Lets say I have a UGC heavy site (over 1 million pages), where there are a lot of links to signup and add content etc, all of which have a "return to" parameter, e.g.:
bluewidgets.com/widget1
has links to
bluewidgets.com/widget1?action=add_comment&return_to=widget1
bluewidgets.com/signup?return_to=widget1
etc.
What is the best way to handle this (assuming there are 5 of these a page, i.e. 5 million links)?
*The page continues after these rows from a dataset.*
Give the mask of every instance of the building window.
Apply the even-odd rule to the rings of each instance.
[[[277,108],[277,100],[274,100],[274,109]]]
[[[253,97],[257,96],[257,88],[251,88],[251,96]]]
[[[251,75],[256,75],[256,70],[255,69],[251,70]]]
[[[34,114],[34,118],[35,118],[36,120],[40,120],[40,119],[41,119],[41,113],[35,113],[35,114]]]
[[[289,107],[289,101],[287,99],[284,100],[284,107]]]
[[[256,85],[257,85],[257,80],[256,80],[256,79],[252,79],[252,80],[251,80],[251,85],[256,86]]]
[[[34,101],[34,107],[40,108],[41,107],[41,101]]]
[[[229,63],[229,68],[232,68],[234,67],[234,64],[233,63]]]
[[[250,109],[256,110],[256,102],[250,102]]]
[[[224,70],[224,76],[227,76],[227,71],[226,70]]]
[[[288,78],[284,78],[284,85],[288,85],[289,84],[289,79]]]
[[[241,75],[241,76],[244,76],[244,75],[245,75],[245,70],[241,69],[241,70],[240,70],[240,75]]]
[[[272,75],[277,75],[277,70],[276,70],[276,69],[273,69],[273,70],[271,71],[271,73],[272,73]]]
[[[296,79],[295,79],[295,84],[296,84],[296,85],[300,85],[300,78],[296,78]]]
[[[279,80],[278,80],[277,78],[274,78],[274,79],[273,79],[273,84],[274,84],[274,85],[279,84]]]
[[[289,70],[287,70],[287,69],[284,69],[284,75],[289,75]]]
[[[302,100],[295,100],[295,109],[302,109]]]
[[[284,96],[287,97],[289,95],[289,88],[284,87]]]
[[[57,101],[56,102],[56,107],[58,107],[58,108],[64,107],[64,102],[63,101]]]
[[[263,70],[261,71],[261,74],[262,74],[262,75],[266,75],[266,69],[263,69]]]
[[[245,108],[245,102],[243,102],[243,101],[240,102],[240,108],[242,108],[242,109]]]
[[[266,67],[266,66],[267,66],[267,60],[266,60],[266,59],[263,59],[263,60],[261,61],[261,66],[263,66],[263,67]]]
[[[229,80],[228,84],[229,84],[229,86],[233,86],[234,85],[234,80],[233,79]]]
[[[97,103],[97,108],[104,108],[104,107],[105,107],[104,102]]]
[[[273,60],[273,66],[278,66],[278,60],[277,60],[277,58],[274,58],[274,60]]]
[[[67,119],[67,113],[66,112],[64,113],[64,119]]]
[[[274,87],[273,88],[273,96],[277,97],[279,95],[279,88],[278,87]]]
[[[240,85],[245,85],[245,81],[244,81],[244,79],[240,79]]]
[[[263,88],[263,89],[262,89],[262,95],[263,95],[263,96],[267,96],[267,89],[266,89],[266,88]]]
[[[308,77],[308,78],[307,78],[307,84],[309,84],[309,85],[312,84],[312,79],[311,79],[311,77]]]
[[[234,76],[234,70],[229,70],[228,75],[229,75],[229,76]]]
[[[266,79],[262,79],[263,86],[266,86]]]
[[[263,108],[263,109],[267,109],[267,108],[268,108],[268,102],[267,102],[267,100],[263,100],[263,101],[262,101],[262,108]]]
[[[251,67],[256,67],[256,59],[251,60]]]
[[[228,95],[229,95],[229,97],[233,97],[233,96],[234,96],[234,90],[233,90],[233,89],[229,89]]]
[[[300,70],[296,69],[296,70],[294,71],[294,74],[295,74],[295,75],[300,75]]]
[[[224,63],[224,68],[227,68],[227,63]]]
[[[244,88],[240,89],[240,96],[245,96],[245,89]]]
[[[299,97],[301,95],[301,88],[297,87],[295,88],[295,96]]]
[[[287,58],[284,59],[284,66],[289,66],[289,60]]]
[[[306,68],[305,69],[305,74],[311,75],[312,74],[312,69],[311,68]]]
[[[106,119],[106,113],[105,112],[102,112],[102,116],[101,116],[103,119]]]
There seem to be a plethora of options:
a) open up all these pages and canonical them (e.g. bluewidgets.com/signup?return_to=widget1 > bluewidgets.com/signup). downside of this is there are millions of these links, and letting the Googlebot crawl them seems like a pretty big waste of its time.
b) robots.txt block them. on the upside this should improves the Googlebot's crawl efficiency. on the downside these pages still get indexed and accumulate pagerank.
c) open them up but noindex them. on the upside this lets pagerank flow to other pages (rather than a deadend like the robots.txt). again the downside to this seems that allowing them to be crawled is a pretty big waste of the Googlebot's time.
d) nofollow the links. downside of this is that these links are "wasted" from a pagerank perspective (at least based on my understanding). upside is more crawl efficiency.
e) turn them into buttons...
So far I have opted to robots.txt block them. But I suspect this is not the most optimal choice. I'm leaning towards removing the "return_to" parameter, and opening them up, although I think this might be pretty hard for the dev team to implement.
Would appreciate any thoughts.
Cheers,
Dan